In the speech, Mr Bolton described North Korean leader Kim Jong-il as a "tyrannical dictator" and the country as a "hellish nightmare" for its people.
Pyongyang was incensed, labelling him "human scum" and refused to continue negotiating with him.
Yale Law School graduate
As assistant secretary of state under George Bush senior, helped organise anti-Saddam alliance
Made under-secretary of state for arms control and international security in May 2001
In July 2003, condemned North Korean leader Kim Jong-il for living like royalty while people lived in "hellish nightmare"
Mr Hubbard said he had contacted the Senate Foreign Relations Committee to "set the record straight" after Mr Bolton told them he had cleared the speech with the "appropriate bureaucracy".
"I had told him to tone it down as it used highly incendiary language about the North Korean leader - he did not do that," he said.
The former diplomat also said he told investigators about an occasion when Mr Bolton had put the phone down on him after learning Mr Hubbard had not arranged for him to meet the president-elect of South Korea.
"He then cancelled a dinner that I was supposed to host for him," Mr Hubbard told the BBC.
'Too close to call'
Last week, senators had looked set to vote along party lines and send Mr Bolton's nomination to the full Senate.
But in a surprise move, the committee delayed the vote until 12 May to allow more time to investigate Mr Bolton's management style after several Republican senators expressed concerns.
Conventionally, senators give the president the benefit of the doubt over nominations to the executive branch or to his diplomatic team.
Mr Bolton has said he will only respond to allegations to the committee itself, but in the meantime he is being forced to weather the storm.
Even senior Republicans are publicly questioning the nomination.
Senator Arlen Specter told CNN the odds on Mr Bolton being confirmed were "too close to call".

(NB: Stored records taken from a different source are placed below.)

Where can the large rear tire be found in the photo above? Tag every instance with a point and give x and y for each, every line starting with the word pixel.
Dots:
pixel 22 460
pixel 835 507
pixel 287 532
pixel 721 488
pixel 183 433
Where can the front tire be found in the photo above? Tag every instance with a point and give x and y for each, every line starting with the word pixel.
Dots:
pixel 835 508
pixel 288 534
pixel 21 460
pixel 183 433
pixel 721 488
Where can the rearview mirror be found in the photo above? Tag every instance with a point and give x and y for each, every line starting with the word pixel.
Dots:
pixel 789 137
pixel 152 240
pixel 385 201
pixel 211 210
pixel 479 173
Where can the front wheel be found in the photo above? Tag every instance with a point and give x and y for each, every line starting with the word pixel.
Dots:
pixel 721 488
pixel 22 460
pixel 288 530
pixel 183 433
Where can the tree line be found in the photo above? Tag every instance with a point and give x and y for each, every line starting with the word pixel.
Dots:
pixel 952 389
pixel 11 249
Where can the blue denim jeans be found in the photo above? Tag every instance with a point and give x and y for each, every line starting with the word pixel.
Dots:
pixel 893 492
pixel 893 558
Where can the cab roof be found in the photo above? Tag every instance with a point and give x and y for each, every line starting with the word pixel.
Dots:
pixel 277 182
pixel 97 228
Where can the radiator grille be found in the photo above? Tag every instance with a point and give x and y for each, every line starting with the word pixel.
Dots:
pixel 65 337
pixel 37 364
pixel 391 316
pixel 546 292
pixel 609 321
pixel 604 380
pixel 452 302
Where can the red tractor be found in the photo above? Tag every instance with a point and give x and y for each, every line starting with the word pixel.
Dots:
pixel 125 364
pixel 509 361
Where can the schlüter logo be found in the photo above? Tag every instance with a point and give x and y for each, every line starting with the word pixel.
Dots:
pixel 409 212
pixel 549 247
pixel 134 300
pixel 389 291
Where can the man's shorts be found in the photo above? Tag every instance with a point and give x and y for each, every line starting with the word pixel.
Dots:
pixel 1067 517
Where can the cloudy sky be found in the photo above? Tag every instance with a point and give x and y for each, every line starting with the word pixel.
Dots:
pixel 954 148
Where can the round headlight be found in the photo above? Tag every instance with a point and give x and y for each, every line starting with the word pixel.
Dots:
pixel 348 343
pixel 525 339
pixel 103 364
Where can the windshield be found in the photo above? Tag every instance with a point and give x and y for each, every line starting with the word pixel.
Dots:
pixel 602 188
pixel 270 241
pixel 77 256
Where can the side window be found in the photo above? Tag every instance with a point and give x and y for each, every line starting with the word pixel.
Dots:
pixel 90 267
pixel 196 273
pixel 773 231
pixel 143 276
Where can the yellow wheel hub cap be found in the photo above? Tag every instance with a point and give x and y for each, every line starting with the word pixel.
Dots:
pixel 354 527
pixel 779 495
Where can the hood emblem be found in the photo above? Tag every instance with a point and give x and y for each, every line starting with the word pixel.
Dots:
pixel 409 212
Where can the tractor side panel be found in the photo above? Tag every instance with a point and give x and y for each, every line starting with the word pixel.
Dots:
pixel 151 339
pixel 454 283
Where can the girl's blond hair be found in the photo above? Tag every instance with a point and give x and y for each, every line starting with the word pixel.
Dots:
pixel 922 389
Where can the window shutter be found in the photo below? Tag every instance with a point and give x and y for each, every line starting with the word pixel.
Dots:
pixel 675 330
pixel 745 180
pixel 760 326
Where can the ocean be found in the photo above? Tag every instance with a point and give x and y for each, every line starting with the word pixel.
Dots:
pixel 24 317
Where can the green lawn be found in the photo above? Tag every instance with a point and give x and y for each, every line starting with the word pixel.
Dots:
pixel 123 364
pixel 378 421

Linda Chavez, a former official in the Reagan and elder George Bush administrations, was even more pessimistic, telling CBS: "If I were betting now, I would bet that he's not going to make it."
Former US Secretary of State Colin Powell has also waded into the controversy.
The Washington Post, citing Republican sources, said Mr Powell had described Mr Bolton as an intelligent, but problematic government official in conversations with two senators on the committee.
Mr Powell's spokeswoman Peggy Cifrino confirmed only that Mr Powell had returned calls from senators about Mr Bolton.
While Mr Bolton has angered liberals with prior attacks on the UN, critics accuse the Democrats of using the accusations over his personal approach as weapons in a political battle to thwart the nomination.
White House spokeswoman Dana Perino said: "People are demanding reform at the United Nations, and John Bolton is the right person to help bring about much needed changes.
"He is smart, passionate, blunt and occasionally gruff - those are qualities required for an agent of change to get things done."
In the UK, the Foreign Office denied reports that Foreign Secretary Jack Straw had complained to Mr Powell about Mr Bolton's handling of nuclear negotiations with Iran.
Newsweek magazine cited an unnamed administration official who said he heard the conversation at a meeting in London in November 2003.
The Foreign Office said Mr Straw had "no recollection whatsoever about the incident".
"We have worked very closely with John Bolton in the past - I think what we are seeing is a storm in a teacup," an official told the BBC.